Here are the 3 options being discussed (please check my math!)
1. The pretty double backslash approach in the current draft
- folds only on any column and supports indents
Scan the text content to ensure no existing lines already end with a backslash
('\') character when the subsequent line starts with a backslash ('\')

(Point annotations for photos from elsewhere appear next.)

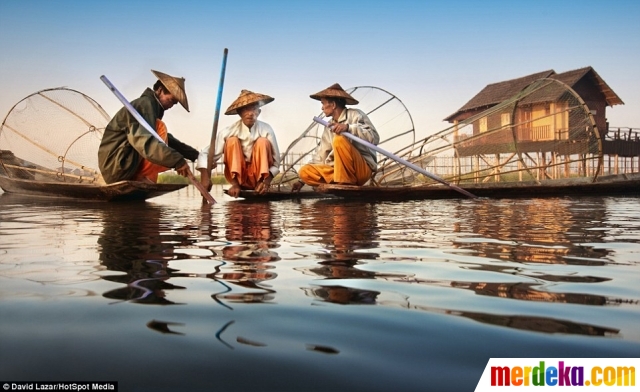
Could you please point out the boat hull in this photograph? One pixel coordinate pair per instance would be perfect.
(119, 191)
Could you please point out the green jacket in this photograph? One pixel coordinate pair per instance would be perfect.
(125, 142)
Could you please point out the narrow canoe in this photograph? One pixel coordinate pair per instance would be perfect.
(119, 191)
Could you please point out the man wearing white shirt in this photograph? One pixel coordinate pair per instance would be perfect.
(250, 150)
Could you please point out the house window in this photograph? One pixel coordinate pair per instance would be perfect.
(482, 124)
(505, 119)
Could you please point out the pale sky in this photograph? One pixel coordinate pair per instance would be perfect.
(434, 56)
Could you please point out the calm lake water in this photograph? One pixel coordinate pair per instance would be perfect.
(312, 295)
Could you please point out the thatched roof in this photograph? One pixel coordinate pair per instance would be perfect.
(495, 93)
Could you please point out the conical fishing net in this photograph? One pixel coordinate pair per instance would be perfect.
(387, 113)
(53, 135)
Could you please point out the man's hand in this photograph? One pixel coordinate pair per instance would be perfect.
(184, 170)
(295, 188)
(205, 179)
(263, 186)
(234, 191)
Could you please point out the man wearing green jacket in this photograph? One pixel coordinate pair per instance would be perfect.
(129, 152)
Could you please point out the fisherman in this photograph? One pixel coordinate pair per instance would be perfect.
(251, 155)
(336, 159)
(129, 152)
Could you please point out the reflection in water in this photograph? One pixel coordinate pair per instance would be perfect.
(249, 228)
(539, 324)
(539, 230)
(528, 292)
(345, 229)
(557, 273)
(134, 241)
(163, 327)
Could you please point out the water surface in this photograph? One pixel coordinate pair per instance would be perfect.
(312, 295)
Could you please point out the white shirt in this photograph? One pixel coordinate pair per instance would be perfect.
(247, 138)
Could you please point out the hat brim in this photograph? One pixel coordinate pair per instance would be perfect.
(248, 99)
(175, 86)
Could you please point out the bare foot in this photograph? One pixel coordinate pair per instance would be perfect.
(234, 191)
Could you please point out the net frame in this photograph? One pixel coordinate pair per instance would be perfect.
(53, 135)
(386, 111)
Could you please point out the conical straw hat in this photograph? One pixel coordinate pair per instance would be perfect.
(335, 91)
(175, 87)
(246, 98)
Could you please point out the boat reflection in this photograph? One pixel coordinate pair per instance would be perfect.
(252, 236)
(345, 230)
(130, 243)
(545, 231)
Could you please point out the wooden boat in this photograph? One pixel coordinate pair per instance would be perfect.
(119, 191)
(542, 141)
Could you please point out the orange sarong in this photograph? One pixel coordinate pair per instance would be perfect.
(150, 170)
(349, 167)
(250, 173)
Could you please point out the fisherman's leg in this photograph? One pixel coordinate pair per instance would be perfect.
(350, 166)
(261, 159)
(235, 167)
(316, 174)
(148, 171)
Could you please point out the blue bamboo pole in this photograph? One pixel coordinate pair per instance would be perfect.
(216, 116)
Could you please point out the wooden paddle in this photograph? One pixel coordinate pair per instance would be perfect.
(216, 115)
(396, 158)
(149, 128)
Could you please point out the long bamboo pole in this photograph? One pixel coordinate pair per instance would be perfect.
(397, 159)
(148, 127)
(216, 115)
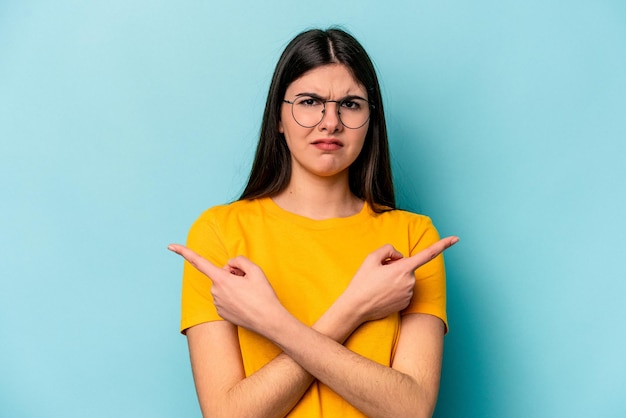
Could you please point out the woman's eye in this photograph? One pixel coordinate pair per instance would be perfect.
(351, 104)
(309, 101)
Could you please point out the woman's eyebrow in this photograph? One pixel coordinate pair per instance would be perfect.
(317, 96)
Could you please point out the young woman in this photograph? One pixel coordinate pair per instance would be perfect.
(312, 295)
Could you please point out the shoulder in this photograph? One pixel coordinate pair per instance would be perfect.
(231, 211)
(403, 217)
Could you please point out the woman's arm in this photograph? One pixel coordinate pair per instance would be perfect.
(250, 302)
(221, 385)
(407, 389)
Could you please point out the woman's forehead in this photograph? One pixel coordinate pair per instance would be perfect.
(334, 80)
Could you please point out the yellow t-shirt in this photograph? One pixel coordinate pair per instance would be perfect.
(309, 263)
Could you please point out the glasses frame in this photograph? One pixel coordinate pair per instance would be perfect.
(339, 102)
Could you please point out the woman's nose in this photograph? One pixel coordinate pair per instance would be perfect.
(330, 118)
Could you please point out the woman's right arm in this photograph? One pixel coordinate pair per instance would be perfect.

character as the first non-space (' ') character.
P(“\\\n[ ]*\\”)
= sum of (1/96)^n for 3<=n<69
= ∑((1÷96)^x; x; 3; 69)
= 0.0000011421783625730994152046783625731
~= 1 / 1,000,000
2. The not pretty single backslash approach in I-D -06
- folds only on max-column with no support for indents
Scan the artwork to ensure no existing lines already end with a '\' character
on the desired maximum column.
P(“.\{$maxcol-1\}\\\n”)
= P( (not ‘\n’ for $maxcol-1 chars), followed by a “\\\n”)
= ((1−(1÷96))^68)×(1÷96)^2
= 0.0000532376463396105463857306859461496
~= 1 / 20,000
3. Martin’s pretty single backslash approach
- folds only on any column and supports indents
Scan the artwork to ensure no existing lines already end with a '\' character
OR that a white space character appears on the max column.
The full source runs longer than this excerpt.